みなさんも言ったり聞いたりしたことはあると思います。

「人の悪口は言ってはいけません」
「嘘をついてはいけません」
「言い訳をしてはいけません」

自分にとっては、これは結構、子供の頃から身に沁みついているというか、基本的な態度としてさほど意識することなく守ってきました。
そしてそれは、ほとんどの人にとっても当たり前に意識されていると思っていました。

ところが、昨今の世の中を見ていると、もうこんな考え方は通じないのかという風に感じてしまいます。

SNSに溢れている他人への攻撃、悪意のあるデマやAI偽動画、自分の非を他人に転嫁する人たち…

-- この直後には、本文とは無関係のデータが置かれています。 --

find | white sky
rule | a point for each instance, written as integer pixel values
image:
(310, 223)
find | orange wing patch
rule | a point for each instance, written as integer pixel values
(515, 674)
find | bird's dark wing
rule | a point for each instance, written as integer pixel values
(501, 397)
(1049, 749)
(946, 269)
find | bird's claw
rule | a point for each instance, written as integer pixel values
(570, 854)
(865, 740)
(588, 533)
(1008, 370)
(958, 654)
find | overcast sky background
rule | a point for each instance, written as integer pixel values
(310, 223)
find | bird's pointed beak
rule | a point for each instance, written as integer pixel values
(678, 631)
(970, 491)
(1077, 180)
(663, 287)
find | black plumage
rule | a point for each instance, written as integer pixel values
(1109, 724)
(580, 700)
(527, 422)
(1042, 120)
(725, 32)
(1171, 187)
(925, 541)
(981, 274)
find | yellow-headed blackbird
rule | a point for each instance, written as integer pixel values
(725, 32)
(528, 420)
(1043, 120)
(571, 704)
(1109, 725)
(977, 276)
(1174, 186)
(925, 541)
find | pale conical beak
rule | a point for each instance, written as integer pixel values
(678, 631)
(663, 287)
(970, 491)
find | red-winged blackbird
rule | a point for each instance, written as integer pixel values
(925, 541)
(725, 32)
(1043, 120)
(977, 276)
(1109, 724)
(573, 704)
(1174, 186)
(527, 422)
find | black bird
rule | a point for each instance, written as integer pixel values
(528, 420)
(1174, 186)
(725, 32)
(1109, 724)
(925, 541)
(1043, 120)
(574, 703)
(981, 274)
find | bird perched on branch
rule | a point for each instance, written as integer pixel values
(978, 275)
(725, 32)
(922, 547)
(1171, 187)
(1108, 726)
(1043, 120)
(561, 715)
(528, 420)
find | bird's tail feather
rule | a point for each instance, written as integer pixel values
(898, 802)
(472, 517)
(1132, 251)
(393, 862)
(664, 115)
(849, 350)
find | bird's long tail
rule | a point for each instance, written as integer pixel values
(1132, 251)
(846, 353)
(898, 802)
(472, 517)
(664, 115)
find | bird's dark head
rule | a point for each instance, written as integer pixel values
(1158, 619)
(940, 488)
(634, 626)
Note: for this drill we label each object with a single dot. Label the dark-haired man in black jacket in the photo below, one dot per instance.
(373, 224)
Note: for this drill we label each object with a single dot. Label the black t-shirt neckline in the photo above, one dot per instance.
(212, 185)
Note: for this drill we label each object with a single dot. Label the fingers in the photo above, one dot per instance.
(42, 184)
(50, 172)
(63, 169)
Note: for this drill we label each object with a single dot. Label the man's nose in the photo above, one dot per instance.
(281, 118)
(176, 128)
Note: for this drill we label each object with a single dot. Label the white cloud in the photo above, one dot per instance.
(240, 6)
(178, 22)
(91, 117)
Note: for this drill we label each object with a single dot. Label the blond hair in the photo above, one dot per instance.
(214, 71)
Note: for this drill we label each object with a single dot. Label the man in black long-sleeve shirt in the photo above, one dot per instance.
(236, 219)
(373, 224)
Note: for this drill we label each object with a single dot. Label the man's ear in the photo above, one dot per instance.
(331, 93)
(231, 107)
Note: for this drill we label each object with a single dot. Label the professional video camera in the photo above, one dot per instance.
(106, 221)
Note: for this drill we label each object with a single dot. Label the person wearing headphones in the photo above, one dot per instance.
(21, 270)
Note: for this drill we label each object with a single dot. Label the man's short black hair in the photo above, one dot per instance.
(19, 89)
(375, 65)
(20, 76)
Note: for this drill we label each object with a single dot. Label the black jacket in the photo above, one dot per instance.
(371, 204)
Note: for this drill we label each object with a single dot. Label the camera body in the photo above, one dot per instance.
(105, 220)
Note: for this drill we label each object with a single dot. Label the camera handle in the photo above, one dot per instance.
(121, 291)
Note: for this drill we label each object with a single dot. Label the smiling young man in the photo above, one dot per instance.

私からすると、こういうことをする人は、そういう人格の人なんだと判断しやすくて良いとも言えるのですが、そういう人達が世の中で堂々と影響力を持っている状況に、暗澹たる思いを抱いています。

こんなことにこだわっている私は、もはや時代に適応できない古い人間なのでしょうか?
何かできることはあるのでしょうか?

なぜ世の中が変わってしまったのか

昔から嘘をつく人はいました。
日本の歴史を動かしてきた英雄のなかにも、謀略を使ってその地位を掴んできた人は、決して少ないわけではないと思います。

ただ、日本には武士道の精神があり、卑劣な事を恥じるという感覚は、日本人の美徳の一つであったと思います。

それが、私自身の肌感覚としてはここ15年ぐらいの間に、急速にその前提が崩れてきた様に感じています。
職場でも、この時期あらたにメンバーに加わった人の中に、他人のことを悪く言って仲間内から排除しようとする人が目に付くようになってきました。

単なる「世代間のギャップ」という言葉では片付けられない、道徳的な危機を感じてしまいます。
なぜ世の中がそのように変わってしまったのでしょうか。

色々な要素が絡んでいると思いますが、一つには、時期的にSNSという「感情の垂れ流し」を許容するインフラの普及と一致していることがあると思います。

かつて悪口は、信頼できる身内だけで共有される「毒抜き」でしたが、匿名で世界中に向けて発信できるようになってしまいました。これにより、負の感情を抑制する自制心(ブレーキ)よりも、共感や反応を求める承認欲求(アクセル)が勝ってしまう構造が生まれた可能性があります。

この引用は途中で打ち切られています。